On peut s'interroger sur les raisons qui poussent les habitants de Nomeskam à demeurer dans une ville qui menace de s'effondrer à tout moment. Construite sur le crâne d'un dragon gigantesque mal soutenu par deux canines usées par les ans, la ville se poursuit en profondeur par d'imposantes galeries creusées dans le squelette du monstre. Les habitants et visiteurs n'ont d'autre choix que de respecter le plus grand silence, pour éviter toute vibration fatale, au point que certains fanatiques en viennent à se coudre les lèvres... Bien qu'il se croit riche, grâce à une bourse pleine de bestioles qui servent de monnaie vivante, Jahom de Pierre-Fendre mène la vie sinistre d'un traîne-ténèbre en attendant de retrouver sa compagne et son fils, en qui coule le terrible sang des seigneurs-cannibales. Croisant de nouveau les routes de la sorcière Azira et du gueux Porok, ils se sortiront ensemble de cette ville insensée et échapperont aux griffes de Zifra l'écorcheuse.

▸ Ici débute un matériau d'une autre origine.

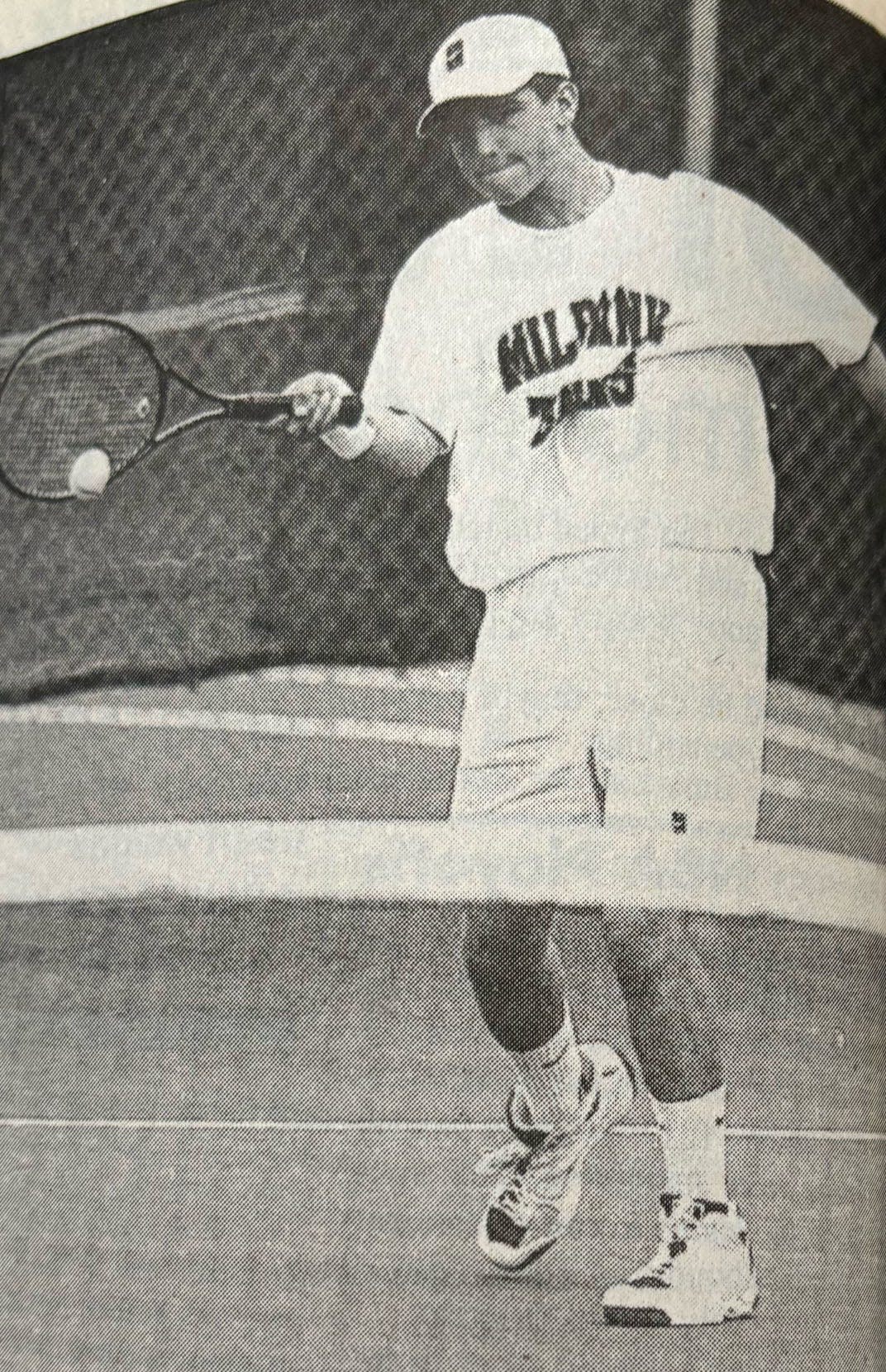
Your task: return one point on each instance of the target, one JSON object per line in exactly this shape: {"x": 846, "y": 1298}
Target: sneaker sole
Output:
{"x": 597, "y": 1132}
{"x": 653, "y": 1317}
{"x": 524, "y": 1263}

Voilà un album qui a su se trouver un ton original. Il faut dire que l'impressionnant décor peint par Peter Nielsen, dont le dessin s'avère fin et riche en détails, joue à lui seul le rôle d'un véritable personnage. De plus, les aventures contées par Brice Tarvel sont difficilement prévisibles, car rien ne se passe comme l'espère le héros, qui doit se contenter d'aller là où le hasard le pousse, probablement condamné à demeurer un traîne-ténèbre pendant encore un bon moment. Légèrement pimenté d'un humour qui parvient à ne pas prendre le pas sur l'intensité dramatique, son récit se lit donc avec un grand plaisir, même si au bout du compte la situation des personnages n'a pas progressé d'un pouce.
Bref, un album qui prouve que la fantasy médiévale peut encore apporter de bonnes surprises.